En général, trois employés sont à bord du dala-dala : le chauffeur, le navigateur à sa droite et le contrôleur au fond. Mais seul le chauffeur a la responsabilité d’amener son petit monde à bon port. Et il n’est pas souvent réputé pour sa conduite prudente ! À son interprétation très personnelle du code de la route, s’ajoute l’état des pistes et routes tanzaniennes, pas toujours bien entretenues. Autant vous dire que le dala-dala n’est pas toujours sûr ! Il n’a pas de suspension, on se cogne donc sur le toit dès qu’on roule dans un nid-de-poule ou sur un dos d’âne. Et on a souvent mal aux fesses car l’assise du siège n’est pas exactement moelleuse. Heureusement, on se déplace en dala-dala seulement pour couvrir des petites distances.
Le dala-dala est-il un transport confortable ?

Nous avons déjà parlé du chauffeur, parlons désormais du contrôleur, chargé de récolter les paiements pour le voyage et « d’organiser » l’espace à bord. Pour lui, une seule règle s’applique : « On peut toujours faire monter un passager de plus ». Même quand tout le monde pense que le dala-dala est plein, le contrôleur parvient toujours à convaincre de nouvelles personnes de monter à bord et réussit à les caser à l’intérieur. Les autres s’entassent comme ils peuvent, quitte à finir par se cramponner aux portières à l’extérieur ou à monter sur le toit. Et il faut compter avec les valises, les sacs de provisions, les vélos, les meubles… voire les cages à poules et parfois même des chèvres ! Résultat : si le dala-dala dispose d’une vingtaine de places, le nombre de passagers peut facilement atteindre, voire dépasser, la trentaine. Autant dire que le confort est optionnel.
Mais alors, faut-il prendre un dala-dala ?

Hé bien tout dépend de ce que vous attendez de votre voyage. Si vous avez besoin d’horaires fixes, si votre dos est fragile, si vous craignez la promiscuité, la réponse est non. Mieux vaut vous tourner vers un autre moyen de transport, comme le train (car oui, il est possible de voyager en train en Tanzanie) ou la voiture avec chauffeur.

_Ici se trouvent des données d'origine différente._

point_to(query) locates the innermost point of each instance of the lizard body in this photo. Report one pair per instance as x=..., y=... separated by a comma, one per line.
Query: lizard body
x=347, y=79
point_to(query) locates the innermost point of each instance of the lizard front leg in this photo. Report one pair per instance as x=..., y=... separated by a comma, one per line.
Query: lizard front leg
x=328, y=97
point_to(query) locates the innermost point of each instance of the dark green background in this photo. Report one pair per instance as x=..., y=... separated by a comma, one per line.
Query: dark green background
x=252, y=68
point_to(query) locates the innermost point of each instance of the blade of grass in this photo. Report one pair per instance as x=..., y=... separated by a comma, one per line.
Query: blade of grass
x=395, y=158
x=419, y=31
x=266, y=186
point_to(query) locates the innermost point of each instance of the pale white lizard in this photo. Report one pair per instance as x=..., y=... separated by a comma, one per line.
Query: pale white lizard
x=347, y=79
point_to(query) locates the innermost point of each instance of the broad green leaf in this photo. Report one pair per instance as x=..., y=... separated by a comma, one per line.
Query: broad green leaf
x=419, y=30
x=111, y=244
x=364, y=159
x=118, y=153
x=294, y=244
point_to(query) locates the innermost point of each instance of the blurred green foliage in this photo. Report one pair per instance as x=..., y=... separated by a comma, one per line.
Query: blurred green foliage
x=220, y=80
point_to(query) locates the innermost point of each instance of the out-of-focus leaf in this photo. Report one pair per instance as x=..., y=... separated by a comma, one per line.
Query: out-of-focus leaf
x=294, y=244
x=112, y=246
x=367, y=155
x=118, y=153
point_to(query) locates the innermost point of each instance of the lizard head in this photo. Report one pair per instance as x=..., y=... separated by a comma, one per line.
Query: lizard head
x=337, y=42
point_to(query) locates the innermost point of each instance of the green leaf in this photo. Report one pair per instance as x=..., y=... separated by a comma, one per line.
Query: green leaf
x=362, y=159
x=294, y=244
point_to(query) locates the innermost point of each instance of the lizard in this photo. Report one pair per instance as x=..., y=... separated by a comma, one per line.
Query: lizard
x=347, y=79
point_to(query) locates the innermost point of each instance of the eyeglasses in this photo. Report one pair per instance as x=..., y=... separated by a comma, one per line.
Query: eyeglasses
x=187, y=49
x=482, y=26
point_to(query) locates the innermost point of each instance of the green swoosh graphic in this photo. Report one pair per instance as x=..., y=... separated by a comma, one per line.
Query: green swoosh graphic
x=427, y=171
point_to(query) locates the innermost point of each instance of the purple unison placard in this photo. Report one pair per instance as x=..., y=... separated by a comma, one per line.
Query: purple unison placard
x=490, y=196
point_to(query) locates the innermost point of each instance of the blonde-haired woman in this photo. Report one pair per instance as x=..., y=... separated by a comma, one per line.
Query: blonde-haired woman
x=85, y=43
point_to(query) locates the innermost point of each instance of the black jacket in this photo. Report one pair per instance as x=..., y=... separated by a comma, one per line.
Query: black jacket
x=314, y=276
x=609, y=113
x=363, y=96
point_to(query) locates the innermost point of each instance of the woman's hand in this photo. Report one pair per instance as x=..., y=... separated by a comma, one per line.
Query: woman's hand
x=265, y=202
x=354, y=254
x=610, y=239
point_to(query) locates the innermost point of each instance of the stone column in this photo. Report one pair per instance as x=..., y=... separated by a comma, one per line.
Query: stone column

Si votre voyage en Tanzanie se déroule essentiellement à Zanzibar, le dala-dala reste possible. Les dala-dala circulant sur l’île au Épices sont en effet généralement en meilleur état que ceux du continent. Vous pouvez dès lors tenter l’expérience pour par exemple passer d’une plage à l’autre le long de la côte Est de Zanzibar.
Enfin, si vous ne craignez pas l’imprévu et cherchez une expérience au plus près de la vie locale, un trajet en dala-dala vous garantit des souvenirs mémorables. Vous aurez ainsi l’occasion d’observer comment naissent les premières complicités – petits regards, sourires aux enfants, entraide entre passagers… – et comment s’organise la solidarité à bord. Car chacun garde un œil sur les affaires de l’autre. On peut s'assoupir sans crainte, personne n'en profitera pour voler une personne endormie (c’est extrêmement rare). Et ça, c’est la Tanzanie qu’on aime !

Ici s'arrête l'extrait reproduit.